Re: group locking: incomplete patch, just for discussion

From: Andres Freund <andres(at)2ndquadrant(dot)com>
To: Robert Haas <robertmhaas(at)gmail(dot)com>
Cc: Jeff Davis <pgsql(at)j-davis(dot)com>, Simon Riggs <simon(at)2ndquadrant(dot)com>, Amit Kapila <amit(dot)kapila16(at)gmail(dot)com>, Tom Lane <tgl(at)sss(dot)pgh(dot)pa(dot)us>, "pgsql-hackers(at)postgresql(dot)org" <pgsql-hackers(at)postgresql(dot)org>
Subject: Re: group locking: incomplete patch, just for discussion
Date: 2014-11-23 23:59:24
Views: Raw Message | Whole Thread | Download mbox | Resend email
Lists: pgsql-hackers

On 2014-11-21 08:31:01 -0500, Robert Haas wrote:
> On Thu, Nov 20, 2014 at 8:31 PM, Andres Freund <andres(at)2ndquadrant(dot)com> wrote:
> >> I can't follow that logic. Why do you think self-exclusive locks are
> >> the only ones that matter?
> >
> > All the others can be acquired by jumping in front of the lock's
> > waitqueue?
> That's is true, as a practical matter, in many cases. But from the
> point of view of the lock manager, it's really not true. It is almost
> true if you assume that the lock level acquired by the parallel
> backend will be weaker than the lock level held by the user backed,
> but not quite, because RowExclusiveLock conflicts with ShareLock.

The assumption that a parallel backend will accquire a locklevel <= the
worker's lock imo is a pretty sane one - we obviously can't predict
things if not. And I don't think any of the other presented approaches
can do that.

I'm not really bothered by RowExclusiveLock vs. ShareLock. Unless I miss
something that can only be problematic if the primary acquires a
ShareLock and the worker tries a RowExclusive. That just can't be sane.

> The assumption that the parallel backend's lock level will always be
> weaker seems shaky. It's probably true for relation locks, but if we
> ever want to support parallel workers that can write any data
> whatsoever, they're going to need to be able to take relation
> extension locks.

I don't think extension locks are a good argument here. As you noted
upthread, they really need to be used consistenly across processes. And
they shouldn't/wouldn't be granted by your suggested mechanism either,

> If one backend in a parallel group attempts to
> acquire the relation extension lock while another worker holds it, the
> rule that all group members should be regarded as waiting for each
> other will result in instantaneous deadlock. That's pretty
> undesirable, and suggests to me that the whole model is defective in
> some way.

Shouldn't the deadlock checker actually check that all involved
processes are actually waiting for a lock? It seems a bit pointless to
deadlock when one node is actually progressing. That seems like it'd be
an absolute PITA for anything involving system tables and such.
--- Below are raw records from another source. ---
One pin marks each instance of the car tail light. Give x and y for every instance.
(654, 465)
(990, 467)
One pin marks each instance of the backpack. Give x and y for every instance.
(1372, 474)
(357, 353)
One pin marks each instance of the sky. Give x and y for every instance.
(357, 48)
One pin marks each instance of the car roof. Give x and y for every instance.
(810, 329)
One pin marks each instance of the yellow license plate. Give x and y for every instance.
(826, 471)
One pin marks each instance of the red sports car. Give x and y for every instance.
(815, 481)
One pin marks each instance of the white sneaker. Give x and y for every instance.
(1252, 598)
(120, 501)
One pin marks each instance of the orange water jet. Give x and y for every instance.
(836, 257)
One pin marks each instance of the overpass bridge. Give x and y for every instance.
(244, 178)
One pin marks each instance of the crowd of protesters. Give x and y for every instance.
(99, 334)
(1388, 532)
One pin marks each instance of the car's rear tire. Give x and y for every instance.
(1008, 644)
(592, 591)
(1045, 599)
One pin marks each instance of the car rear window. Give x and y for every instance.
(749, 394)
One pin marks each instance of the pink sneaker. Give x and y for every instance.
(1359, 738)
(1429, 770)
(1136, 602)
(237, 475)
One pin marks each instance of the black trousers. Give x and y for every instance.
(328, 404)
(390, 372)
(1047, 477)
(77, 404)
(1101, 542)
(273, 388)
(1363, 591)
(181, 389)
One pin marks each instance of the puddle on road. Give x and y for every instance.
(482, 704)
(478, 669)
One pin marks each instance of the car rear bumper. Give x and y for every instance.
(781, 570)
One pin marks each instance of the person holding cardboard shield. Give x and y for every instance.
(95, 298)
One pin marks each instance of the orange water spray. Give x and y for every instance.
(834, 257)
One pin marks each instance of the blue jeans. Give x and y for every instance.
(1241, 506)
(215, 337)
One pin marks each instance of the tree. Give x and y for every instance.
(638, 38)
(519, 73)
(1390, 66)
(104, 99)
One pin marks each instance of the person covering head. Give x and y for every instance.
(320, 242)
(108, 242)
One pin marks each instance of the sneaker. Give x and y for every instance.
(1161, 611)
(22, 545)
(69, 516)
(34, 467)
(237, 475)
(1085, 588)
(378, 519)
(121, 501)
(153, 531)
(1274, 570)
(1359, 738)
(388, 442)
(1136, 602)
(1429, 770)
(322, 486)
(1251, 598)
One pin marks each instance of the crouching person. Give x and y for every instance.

> >> > I don't buy the plan time/execution time argument. We'll need to be able
> >> > to adapt plans to the availability of bgworker slots *anyway*. Otherwise
> >> > we either need to to set the number of bgworkers to "MaxConnections *
> >> > MaxParallelism" or live with errors as soon as too many processes use
> >> > parallelism. The former is clearly unrealistic given PG's per-backend
> >> > overhead and the latter will be a *much* bigger PITA than all the
> >> > deadlock scenarios talked about here. It'll constantly fail, even if
> >> > everything is ok.
> >>
> >> I certainly think that any parallel node needs to be able to cope with
> >> getting fewer workers than it would ideally like to have. But that's
> >> different from saying that when our own backend takes new locks, we
> >> have to invalidate plans. Those seem like largely unrelated problems.
> >
> > No need to invalidate them if you have the infrastructure to run with no
> > parallel workers - just use the path that's used if there's no workers
> > available.
> Well, it's OK for a query to run with less paralellism than the
> planner thought optimal. It's not OK for it to attempt to run with
> the requested degree of parallelism and deadlock. I think if the
> deadlock detector gets involved it's quite unlikely that you're going
> to be able to make things degrade smoothly to non-parallel operation.

That was in response to your argument about plan invalidation - which I
don't buy because it'd only reuse the graceful degradiation capabilities
we need anyway.

> >> The heavyweight locking issue is really killing me, though.
> >
> > I don't really understand why you're not content with just detecting
> > deadlocks for now. Everything else seems like bells and whistles for
> > later.
> I don't think it's OK for a parallel query to just randomly deadlock.

I think that should be the end goal, yes.

> It's OK for parallel query to excuse itself politely and retire from
> the field, but I don't think it's OK for it to say, oh, sure, I can
> parallelize that for you, and then fail by deadlocking with itself.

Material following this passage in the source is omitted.